Tesla enchaîne les déboires

Outre ce problème de livraison en Europe, le constructeur américain doit gérer une série de problèmes embêtants ces dernières semaines. Le 5 janvier, le régulateur des marchés (SAMR) chinois a indiqué que l'entreprise du milliardaire, Elon Musk, allait devoir rappeler 1,6 million de voitures dans le pays. Cette procédure concerne deux lots de voitures produites entre 2014 et 2023, des modèles Model S, Model X, Model Y et Model 3. Cette annonce intervient quelques jours après une autre mauvaise nouvelle. Un de ses grands challengers, le constructeur chinois BYD, est passé devant lui en livrant davantage de véhicules électriques au quatrième trimestre 2023 dans le monde.

Et les déboires de la marque ne s'arrêtent pas là. Fin 2023, Tesla a été confronté à un important mouvement de grève dans ses usines suédoises, consécutif à son refus d'adhérer à une convention collective sur les salaires. Résultat, un mouvement de grève a débuté fin octobre chez le constructeur automobile. Quelque 130 mécaniciens, travaillant dans 10 ateliers Tesla répartis dans sept villes de Suède, ont débrayé pour la première fois, selon le syndicat IF Metall.
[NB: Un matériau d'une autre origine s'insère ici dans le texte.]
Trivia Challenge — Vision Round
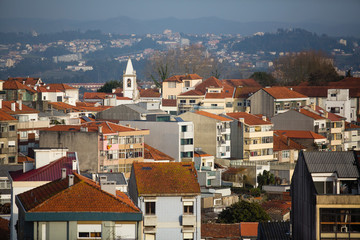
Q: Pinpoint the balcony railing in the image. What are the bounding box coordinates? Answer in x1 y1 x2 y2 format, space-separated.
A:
144 215 157 226
194 105 224 110
182 215 196 226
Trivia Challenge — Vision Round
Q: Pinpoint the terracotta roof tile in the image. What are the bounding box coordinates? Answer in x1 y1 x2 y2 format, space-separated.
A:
164 74 202 83
262 87 308 99
261 200 291 216
132 162 200 195
8 77 42 87
161 99 177 107
201 223 258 238
226 112 272 125
17 172 140 213
328 77 360 87
205 92 226 99
299 108 325 120
179 89 204 96
222 78 262 88
144 144 175 161
1 101 39 114
273 132 306 151
83 92 109 100
47 83 76 91
3 79 37 93
345 122 360 130
314 105 345 122
233 87 261 98
140 88 161 98
0 109 17 121
17 155 35 163
195 111 232 122
276 130 326 140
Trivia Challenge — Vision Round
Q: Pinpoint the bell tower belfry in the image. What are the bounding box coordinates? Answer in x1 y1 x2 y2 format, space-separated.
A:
123 58 137 99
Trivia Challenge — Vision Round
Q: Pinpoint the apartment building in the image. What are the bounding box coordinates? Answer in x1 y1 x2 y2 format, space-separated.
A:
179 111 232 159
325 89 356 122
292 151 360 240
128 162 201 240
119 119 195 162
162 74 203 100
39 121 149 175
344 122 360 151
249 87 309 118
0 104 18 164
225 112 274 161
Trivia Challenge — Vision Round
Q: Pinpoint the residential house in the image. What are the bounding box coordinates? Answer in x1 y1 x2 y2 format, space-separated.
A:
128 162 201 240
0 103 18 164
325 89 356 122
39 121 149 175
194 150 221 187
161 99 177 115
275 130 328 151
9 149 78 240
344 122 360 150
225 112 274 161
83 92 132 106
46 83 79 106
291 151 360 240
248 87 309 118
3 79 38 102
273 131 306 163
0 165 22 205
179 111 232 159
261 200 291 221
119 119 194 162
162 74 203 100
16 172 142 240
0 80 6 100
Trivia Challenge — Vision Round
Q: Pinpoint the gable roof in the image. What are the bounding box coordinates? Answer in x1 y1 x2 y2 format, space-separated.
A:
233 86 261 98
262 87 308 99
8 77 42 87
222 78 262 88
144 144 175 161
1 101 39 114
164 74 202 83
273 132 306 151
140 88 161 98
83 92 109 100
226 112 272 125
10 152 76 181
3 79 37 93
276 130 326 140
195 111 232 122
17 172 140 213
201 223 258 238
0 109 17 121
46 83 76 91
299 108 326 120
161 99 177 107
302 151 359 178
132 162 200 195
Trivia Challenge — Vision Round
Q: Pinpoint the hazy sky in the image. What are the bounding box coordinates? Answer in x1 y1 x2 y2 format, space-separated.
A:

Mais le mouvement s'est ensuite étendu à d'autres ateliers où sont réparées des voitures électriques du groupe d'Elon Musk, et s'est surtout propagé aux dockers, qui refusaient de décharger les voitures Tesla arrivant dans les ports et aux postiers refusant de livrer les plaques d'immatriculation des véhicules en soutien aux grévistes. De fait, la participation du secteur postal à la grève pourrait empêcher les nouvelles Tesla de circuler, les plaques d'immatriculation étant uniquement livrées par courrier.